There's an immutable law in aerospace: the heavier a plane is, the more fuel it takes to get it up in the air and keep it there. Much as a heavily armored tank gets worse gas mileage than an economy car, a heavy airplane can't fly as far as a lightweight one.

It's also pretty common for the early models of a new airplane type to be overweight. Airbus recently went through this with its new A380, for example. Until you've got some hard data on how the plane actually performs in the air -- as opposed to wind tunnel tests and computer simulations -- engineers will err on the side of beefing the airplane to make it safe. That adds weight.

The problem for Boeing, in this instance, is that the 787 was designed to be a fuel-sipping, ocean-hopping, ultra-long-haul jet that airlines could use to open up routes between cities that they couldn't make a profit flying between before. Boeing promised airlines that it could fly at least 8,800 miles (that's 7,650 nautical miles for you industry types). But as Ostrower notes, independent analysis now pegs the 787's range at closer to 7,800 miles (or 6,800 nautical miles, if you prefer).

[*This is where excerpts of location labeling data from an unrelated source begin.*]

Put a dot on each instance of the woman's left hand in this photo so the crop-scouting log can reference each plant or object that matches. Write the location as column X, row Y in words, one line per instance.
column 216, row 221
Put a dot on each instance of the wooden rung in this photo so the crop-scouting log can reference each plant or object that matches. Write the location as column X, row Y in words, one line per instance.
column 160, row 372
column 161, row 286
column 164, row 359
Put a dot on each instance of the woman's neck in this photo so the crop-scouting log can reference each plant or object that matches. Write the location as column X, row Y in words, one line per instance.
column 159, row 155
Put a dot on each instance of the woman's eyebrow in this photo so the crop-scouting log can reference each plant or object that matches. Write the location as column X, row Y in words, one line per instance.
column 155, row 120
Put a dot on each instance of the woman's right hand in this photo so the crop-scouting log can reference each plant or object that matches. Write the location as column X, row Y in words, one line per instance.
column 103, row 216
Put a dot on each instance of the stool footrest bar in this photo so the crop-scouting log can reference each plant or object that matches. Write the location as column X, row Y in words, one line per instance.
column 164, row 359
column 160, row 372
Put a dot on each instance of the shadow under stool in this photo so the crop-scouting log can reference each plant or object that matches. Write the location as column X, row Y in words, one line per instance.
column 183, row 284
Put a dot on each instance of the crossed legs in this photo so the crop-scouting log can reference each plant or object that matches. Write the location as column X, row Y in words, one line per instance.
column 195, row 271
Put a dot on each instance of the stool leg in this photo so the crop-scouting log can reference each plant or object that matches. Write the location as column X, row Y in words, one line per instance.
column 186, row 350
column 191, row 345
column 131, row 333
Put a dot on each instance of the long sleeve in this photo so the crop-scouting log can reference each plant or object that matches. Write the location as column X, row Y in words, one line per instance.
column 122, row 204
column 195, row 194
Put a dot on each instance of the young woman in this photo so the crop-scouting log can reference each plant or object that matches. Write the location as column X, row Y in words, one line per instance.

That's still plenty of range for All Nippon Airways, which has been planning to use its 787s at first on flights within Japan. But it certainly will impact plans for airlines that had been planning to use them for missions like flying from Asia to the Atlantic Coast of the United States, for example.

Last month, Shanghai Airlines' CEO complained that the first 787s weren't going to meet the performance standards promised by Boeing; today Ostrower says that the five Chinese airlines that had been scheduled to take about half of the first 20 jets now aren't scheduled to take any of the first 30. Instead, those planes seem to be headed to Royal Air Maroc and Japan Airlines. Similarly, the planes that once were headed to Delta (which had acquired them when it merged with Northwest Airlines), now will be split between Air India and Qantas, although Qantas is also said to be looking to delay its deliveries, due to financial issues.

All these moves also mean Boeing needs to find takers for the first six flight-test planes, Ostrower says. Those originally were scheduled for delivery to ANA, Royal Air Maroc and Delta.

"In the long run," the 787 will be "an excellent aircraft," according to the ever-quotable Steven Udvar-Hazy, CEO of International Lease Finance Co., the AIG subsidiary that's one of the world's biggest buyers of airliners. "But I pity the airlines that get the first ones," he said recently. "Obviously those aircraft will not be the same standard as those 787s later on."